Why do the incredibly robust “cheap” imported AKs have chrome lined bores , yet some of the expensive and finicky American-made ARs not chrome lined? Well, if you live in a humid climate, it makes a difference. I made the classic error of storing my guns in gun cases. In fact, that’s the worst way to store them as the humidity accumulates inside. One of them had nearly rusted solid in three years.
Thanks to the ministrations of another firearm enthusiast, all my guns are being de-rusted, dipped in preservative oil and mylar bagged along with oxygen absorbents, rust inhibitor tabs and desiccants.
I don’t want to talk about what happened to the barrel of my M21 so just don’t ask. If you live in a humid climate, then consider the PS90. Mostly plastic, hi capacity, very ergonomic.
I also learned about the weight limitations of gamma seals. I just noticed that when I put ammo in five gallon buckets with Gamma seal ls on them, if I go over three buckets high, the bottom seal breaks and falls into the bucket. Now I limit it to two high and only lightweight buckets on top. – SF in Hawaii
JWR Replies: Thanks for being so frank. Perhaps other readers learn from your mistakes and avoid some costly problems.
A humid climate dictates extreme vigilance for gun storage. Here is my general guidance:
1.) Clean thoroughly, lubricate heavily, an a inspect frequently.

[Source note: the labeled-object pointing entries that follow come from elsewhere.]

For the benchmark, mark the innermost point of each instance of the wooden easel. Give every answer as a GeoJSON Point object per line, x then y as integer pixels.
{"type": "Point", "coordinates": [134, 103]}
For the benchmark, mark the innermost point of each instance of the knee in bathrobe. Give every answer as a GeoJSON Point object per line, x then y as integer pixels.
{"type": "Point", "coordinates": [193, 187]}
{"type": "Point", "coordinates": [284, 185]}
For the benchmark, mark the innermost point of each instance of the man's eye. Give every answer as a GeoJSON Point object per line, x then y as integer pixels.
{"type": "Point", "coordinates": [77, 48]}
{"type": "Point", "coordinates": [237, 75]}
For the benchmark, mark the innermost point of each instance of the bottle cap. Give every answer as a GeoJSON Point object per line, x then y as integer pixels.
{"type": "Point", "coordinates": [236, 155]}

2.) If storing guns in a vault or a wall cache, invest in a Golden Rod dehumidifier. But don’t expect it to be a miracle panacea. Mark your calendar with reminders for monthly inspections!
3.) Never, ever use a muzzle cap for more than an hour or two. They are for use in the field, not for storage!

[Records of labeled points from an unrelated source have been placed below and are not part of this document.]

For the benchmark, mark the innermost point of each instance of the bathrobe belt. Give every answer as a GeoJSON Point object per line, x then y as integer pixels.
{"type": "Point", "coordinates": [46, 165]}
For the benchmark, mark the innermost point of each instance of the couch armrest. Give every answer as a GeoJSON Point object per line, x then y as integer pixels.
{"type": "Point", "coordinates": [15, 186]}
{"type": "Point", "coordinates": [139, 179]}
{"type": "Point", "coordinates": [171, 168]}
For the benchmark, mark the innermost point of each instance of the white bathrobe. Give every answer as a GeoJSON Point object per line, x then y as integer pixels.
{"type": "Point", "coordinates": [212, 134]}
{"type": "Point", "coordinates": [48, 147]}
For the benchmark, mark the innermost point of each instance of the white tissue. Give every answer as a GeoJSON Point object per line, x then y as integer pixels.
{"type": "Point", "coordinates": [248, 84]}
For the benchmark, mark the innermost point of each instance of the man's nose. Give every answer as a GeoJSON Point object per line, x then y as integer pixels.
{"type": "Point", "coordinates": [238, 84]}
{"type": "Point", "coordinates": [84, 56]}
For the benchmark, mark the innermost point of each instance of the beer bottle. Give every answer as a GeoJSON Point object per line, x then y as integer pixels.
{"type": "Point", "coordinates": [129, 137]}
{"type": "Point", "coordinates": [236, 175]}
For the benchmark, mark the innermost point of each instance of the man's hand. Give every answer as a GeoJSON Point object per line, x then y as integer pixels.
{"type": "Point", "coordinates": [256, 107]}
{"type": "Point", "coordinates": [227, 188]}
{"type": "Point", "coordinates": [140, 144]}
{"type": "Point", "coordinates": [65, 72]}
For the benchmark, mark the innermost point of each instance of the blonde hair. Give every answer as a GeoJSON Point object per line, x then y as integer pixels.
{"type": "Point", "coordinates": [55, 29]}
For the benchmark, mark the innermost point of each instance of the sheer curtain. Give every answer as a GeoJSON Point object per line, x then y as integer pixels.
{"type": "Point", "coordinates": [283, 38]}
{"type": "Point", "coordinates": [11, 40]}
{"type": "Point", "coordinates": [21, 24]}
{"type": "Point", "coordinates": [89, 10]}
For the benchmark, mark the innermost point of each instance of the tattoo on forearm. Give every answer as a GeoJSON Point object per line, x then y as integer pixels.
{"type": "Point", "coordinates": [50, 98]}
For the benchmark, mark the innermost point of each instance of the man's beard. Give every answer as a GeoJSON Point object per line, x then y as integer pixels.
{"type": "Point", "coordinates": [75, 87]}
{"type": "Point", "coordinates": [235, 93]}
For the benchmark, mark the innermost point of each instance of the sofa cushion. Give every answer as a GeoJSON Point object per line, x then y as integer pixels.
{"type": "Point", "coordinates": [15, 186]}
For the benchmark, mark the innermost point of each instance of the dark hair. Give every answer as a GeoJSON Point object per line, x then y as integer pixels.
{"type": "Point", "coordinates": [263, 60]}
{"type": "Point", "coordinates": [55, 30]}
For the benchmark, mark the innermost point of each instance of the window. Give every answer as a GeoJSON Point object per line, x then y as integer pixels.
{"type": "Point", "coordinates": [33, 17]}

4.) R.I.G., silica gel, and and VCI paper are your friends.
5.) If you use grease or a heavy coating of oil in a gun bore and/or its chamber, then be sure to tag the gun with a prominent reminder to yourself to remove the grease it before firing. (Not doing so can be a safety hazard!)

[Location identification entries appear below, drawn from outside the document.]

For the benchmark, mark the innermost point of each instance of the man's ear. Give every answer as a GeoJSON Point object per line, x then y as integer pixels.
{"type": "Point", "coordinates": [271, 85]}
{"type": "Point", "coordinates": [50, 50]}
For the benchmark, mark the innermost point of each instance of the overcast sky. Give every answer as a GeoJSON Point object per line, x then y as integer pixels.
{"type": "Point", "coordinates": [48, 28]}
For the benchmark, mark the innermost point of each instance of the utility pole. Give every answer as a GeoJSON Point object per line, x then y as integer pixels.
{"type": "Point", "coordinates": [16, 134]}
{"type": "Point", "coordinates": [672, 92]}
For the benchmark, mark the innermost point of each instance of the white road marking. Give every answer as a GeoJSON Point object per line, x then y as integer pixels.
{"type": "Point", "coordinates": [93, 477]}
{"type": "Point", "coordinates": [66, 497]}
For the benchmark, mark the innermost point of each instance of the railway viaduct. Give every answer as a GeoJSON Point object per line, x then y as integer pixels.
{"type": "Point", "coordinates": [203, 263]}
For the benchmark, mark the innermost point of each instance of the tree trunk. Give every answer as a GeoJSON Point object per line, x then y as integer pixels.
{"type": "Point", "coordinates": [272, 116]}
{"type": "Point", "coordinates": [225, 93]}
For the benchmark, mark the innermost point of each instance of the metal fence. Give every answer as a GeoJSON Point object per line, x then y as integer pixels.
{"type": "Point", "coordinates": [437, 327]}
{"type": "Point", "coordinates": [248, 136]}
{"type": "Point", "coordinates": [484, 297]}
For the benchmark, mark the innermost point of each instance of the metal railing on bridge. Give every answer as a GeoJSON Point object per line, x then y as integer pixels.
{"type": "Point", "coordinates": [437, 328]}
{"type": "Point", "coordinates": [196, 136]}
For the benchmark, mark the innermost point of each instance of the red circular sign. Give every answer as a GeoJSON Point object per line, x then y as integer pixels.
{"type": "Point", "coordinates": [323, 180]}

5.) Do NOT use oxygen absorbing packets for gun storage! These are designed specifically to kill insect larvae in stored food. These packets use a chemical reaction of moisture, salt, and ferric oxide (rust!) to consume the oxygen in a confined space. These packets can be bad news for stored guns. Instead, I recommend that you use silica gel to prevent rust. Silica gel packets also have the advantage that they can be re-used many times if you dry them out in an oven or a dehydrator overnight. (Since they employ a chemical reduction process, oxygen absorbing packets can only be used once.)